TikTok was ostensibly targeted because it is owned by ByteDance, a Chinese company. Even though other popular social media platforms also share user data for profit, violate users’ rights to privacy, contribute to the spread of misinformation and disinformation, and foster internet addiction, Congress and the White House singled out TikTok as the real threat. Their reasoning was that TikTok alone operated under Chinese influence and could share US users’ data with the Chinese government.
Not long after Biden enacted the ban, which would force ByteDance to divest and allow a US company to assume control of the platform by early 2025, Secretary of State Antony Blinken and Senator Mitt Romney (R-UT) publicly admitted that the real reason TikTok had been targeted was its potential influence on the American public regarding Israel’s relentless bombardment of Palestinian civilians.
As protests spread across US colleges and universities in the spring of 2024, Romney questioned why Israel’s messaging on Gaza had been so “awful,” noting that “typically the Israelis are good at PR. What’s happened here?” Blinken quickly replied that those who opposed Biden’s support for Israel were being manipulated by social media, and TikTok in particular. Blinken went on to say that those pushing for a ceasefire were “on an intravenous feed of information with new impulses, inputs every millisecond,” and “the way this has played out on social media has dominated the narrative.” Ryan Grim of The Intercept called the exchange an “incredible historical document” that revealed how high-ranking US officials seek to control narratives and restrict information, especially around Israel and Gaza.
Congressional zeal to throttle freedom of information did not stop at TikTok. Echoing the xenophobia that fueled anti-terrorism legislation after 9/11, in April 2024, the House of Representatives took aim at non-profits, passing—by a vote of 382–11—legislation that would authorize the secretary of the treasury to unilaterally remove the tax-exempt status of any 501(c)3 nonprofit determined to be a “terrorist supporting organization.”
The legislation prompted the Charity & Security Network, a resource and advocacy center for nonprofit organizations that work in conflict zones, to warn policymakers of “the parade of horribles that could cascade from this broad legislation that uses the targeting of charities as a vehicle for larger political motives.”
Although numerous anti-terrorism laws already restrict nonprofits—like other organizations—from providing funding to foreign terrorist organizations, making the proposed legislation “redundant and unnecessary,” according to the Charity & Security Network, the Senate quickly introduced a companion measure, S. 4136, after the House voted its approval.

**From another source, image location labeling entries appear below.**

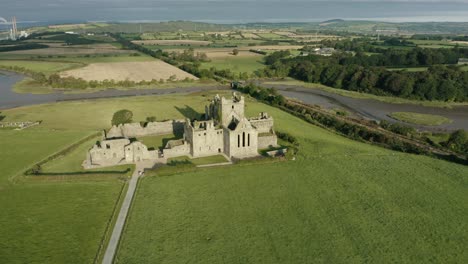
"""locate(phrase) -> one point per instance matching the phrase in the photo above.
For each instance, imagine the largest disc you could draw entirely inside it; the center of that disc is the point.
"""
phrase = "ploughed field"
(133, 71)
(339, 201)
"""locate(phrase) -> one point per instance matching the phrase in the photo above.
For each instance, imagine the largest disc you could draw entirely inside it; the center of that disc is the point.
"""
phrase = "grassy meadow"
(420, 119)
(49, 220)
(239, 64)
(340, 201)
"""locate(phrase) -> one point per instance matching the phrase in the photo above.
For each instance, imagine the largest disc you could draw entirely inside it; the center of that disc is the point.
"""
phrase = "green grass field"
(156, 142)
(239, 64)
(49, 221)
(340, 202)
(46, 67)
(420, 119)
(353, 94)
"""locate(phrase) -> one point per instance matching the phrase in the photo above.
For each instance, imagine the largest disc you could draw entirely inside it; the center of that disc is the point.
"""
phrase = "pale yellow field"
(60, 49)
(133, 71)
(285, 33)
(173, 42)
(250, 36)
(312, 36)
(274, 47)
(460, 42)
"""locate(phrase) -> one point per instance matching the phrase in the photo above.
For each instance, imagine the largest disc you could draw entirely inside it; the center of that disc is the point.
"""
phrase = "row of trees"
(446, 83)
(355, 131)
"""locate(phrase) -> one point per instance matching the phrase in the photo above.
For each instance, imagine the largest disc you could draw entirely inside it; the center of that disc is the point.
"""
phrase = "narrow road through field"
(119, 224)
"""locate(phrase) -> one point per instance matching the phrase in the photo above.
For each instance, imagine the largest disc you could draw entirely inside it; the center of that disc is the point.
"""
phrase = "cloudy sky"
(234, 10)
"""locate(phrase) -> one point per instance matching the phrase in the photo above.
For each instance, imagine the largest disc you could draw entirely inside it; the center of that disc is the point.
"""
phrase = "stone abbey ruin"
(224, 130)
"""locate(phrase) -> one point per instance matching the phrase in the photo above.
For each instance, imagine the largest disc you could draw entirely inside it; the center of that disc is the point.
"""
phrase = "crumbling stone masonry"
(224, 130)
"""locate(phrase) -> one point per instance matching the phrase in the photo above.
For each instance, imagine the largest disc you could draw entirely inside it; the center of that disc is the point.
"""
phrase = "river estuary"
(366, 108)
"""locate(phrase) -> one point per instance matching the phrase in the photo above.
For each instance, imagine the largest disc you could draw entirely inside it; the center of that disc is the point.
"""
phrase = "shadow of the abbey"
(190, 113)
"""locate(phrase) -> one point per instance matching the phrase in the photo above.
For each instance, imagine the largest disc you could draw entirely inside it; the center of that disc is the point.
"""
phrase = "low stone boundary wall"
(19, 125)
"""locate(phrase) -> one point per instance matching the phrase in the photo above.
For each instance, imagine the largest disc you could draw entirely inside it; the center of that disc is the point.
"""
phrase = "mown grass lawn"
(420, 119)
(49, 221)
(340, 202)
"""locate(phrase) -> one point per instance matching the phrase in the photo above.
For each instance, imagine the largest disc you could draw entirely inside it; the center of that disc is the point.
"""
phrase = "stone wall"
(263, 125)
(109, 152)
(152, 128)
(242, 141)
(265, 142)
(205, 139)
(177, 150)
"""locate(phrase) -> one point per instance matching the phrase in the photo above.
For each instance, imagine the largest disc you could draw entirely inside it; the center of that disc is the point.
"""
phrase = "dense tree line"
(23, 46)
(351, 130)
(360, 73)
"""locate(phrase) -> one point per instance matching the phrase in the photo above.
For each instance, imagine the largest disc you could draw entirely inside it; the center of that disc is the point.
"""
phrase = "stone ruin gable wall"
(263, 125)
(265, 142)
(110, 152)
(137, 151)
(115, 132)
(231, 108)
(243, 141)
(177, 151)
(206, 139)
(152, 128)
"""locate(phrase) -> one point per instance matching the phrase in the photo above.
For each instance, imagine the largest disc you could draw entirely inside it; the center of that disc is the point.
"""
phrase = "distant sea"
(233, 12)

Seth Stern, director of advocacy at the Freedom of the Press Foundation, explained that the legislation could provide new, more robust tools for government officials to target nonprofit news organizations. Noting that elected officials have already called for terrorism investigations of the New York Times, Reuters, CNN, and the Associated Press, Stern warned against “passing overbroad and unnecessary new laws” that provide government officials with “brand new ways to harass and silence journalists who don’t toe the line.”
With multiple ongoing crises and an increasingly unstable world, the United States needs journalists who refuse to toe the line more than ever. The fundamental missions of journalism are to hold the powerful to account and to give the public the information required to be citizens of a democracy. These increasingly bold attacks on the media threaten to undermine those missions and turn our press into megaphones for government and corporate elites eager to escape journalistic scrutiny and public accountability.